The dead loggerheads aren’t just being dumped back in the ocean of course. Putting them into the water as they were found on the beach would basically amount throwing the bodies away, since the remaining shell and minimal tissue would sink or be picked apart before it could reenact its initial journey to the beach. For buoyancy, each corpse is instead packed with styrofoam without too much worry about anatomical accuracy— nobody is bothering to carve out artificial flippers for this experiment. They are bothering to outfit each shell with a GPS tracking device, which will gather data on the recycled body’s route to the shore.

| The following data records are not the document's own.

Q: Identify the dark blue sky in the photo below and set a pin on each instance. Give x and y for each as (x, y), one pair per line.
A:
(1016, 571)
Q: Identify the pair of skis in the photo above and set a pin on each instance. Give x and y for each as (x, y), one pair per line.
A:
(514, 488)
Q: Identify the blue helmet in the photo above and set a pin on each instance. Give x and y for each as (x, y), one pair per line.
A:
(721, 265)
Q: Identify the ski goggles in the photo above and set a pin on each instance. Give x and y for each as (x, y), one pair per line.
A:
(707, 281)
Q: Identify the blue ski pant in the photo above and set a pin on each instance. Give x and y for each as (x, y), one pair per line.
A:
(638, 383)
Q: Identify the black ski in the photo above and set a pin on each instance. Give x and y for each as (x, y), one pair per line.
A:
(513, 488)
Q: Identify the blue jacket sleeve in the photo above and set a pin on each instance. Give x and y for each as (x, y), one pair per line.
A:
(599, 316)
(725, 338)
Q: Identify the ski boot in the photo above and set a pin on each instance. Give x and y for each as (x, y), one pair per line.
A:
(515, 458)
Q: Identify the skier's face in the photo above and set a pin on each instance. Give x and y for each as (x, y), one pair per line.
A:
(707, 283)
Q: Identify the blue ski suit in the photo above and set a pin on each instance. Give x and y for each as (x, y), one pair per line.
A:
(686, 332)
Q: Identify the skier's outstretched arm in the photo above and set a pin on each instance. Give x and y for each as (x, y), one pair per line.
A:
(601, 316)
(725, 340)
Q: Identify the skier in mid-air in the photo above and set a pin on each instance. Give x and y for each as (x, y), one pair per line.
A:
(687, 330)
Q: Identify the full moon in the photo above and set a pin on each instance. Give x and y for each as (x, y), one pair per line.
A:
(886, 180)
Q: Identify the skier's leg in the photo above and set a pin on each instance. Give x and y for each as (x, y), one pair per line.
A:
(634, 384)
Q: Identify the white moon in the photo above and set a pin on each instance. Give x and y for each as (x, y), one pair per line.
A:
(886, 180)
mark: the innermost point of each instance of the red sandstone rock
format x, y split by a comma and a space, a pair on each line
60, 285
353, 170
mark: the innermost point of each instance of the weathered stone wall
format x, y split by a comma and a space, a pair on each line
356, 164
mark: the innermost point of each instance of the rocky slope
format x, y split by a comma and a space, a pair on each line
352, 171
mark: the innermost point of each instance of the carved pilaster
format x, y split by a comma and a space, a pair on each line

Developing data on the dead
Once the tracked-turtles turn up on shore, their journeys will be compared with data from much more mundane bucket drifters. As their name implies, bucket drifters are built from plastic buckets, but carry sensors to record wind speeds, water temperature, and more. The hope is that these two data sets will reveal some patterns about what conditions send a dead turtle to what beach. That will then allow researchers to look for potential ‘hot spots’ that are likely to feature higher turtle mortality rates, possibly from getting caught in trash, fishing gear, or even lower water temperatures. These models should then allow for better targeting of conservation efforts, since while repurposing these turtles’ bodies for this research is a fairly noble effort, everyone would be happier if there weren’t so many potential participants.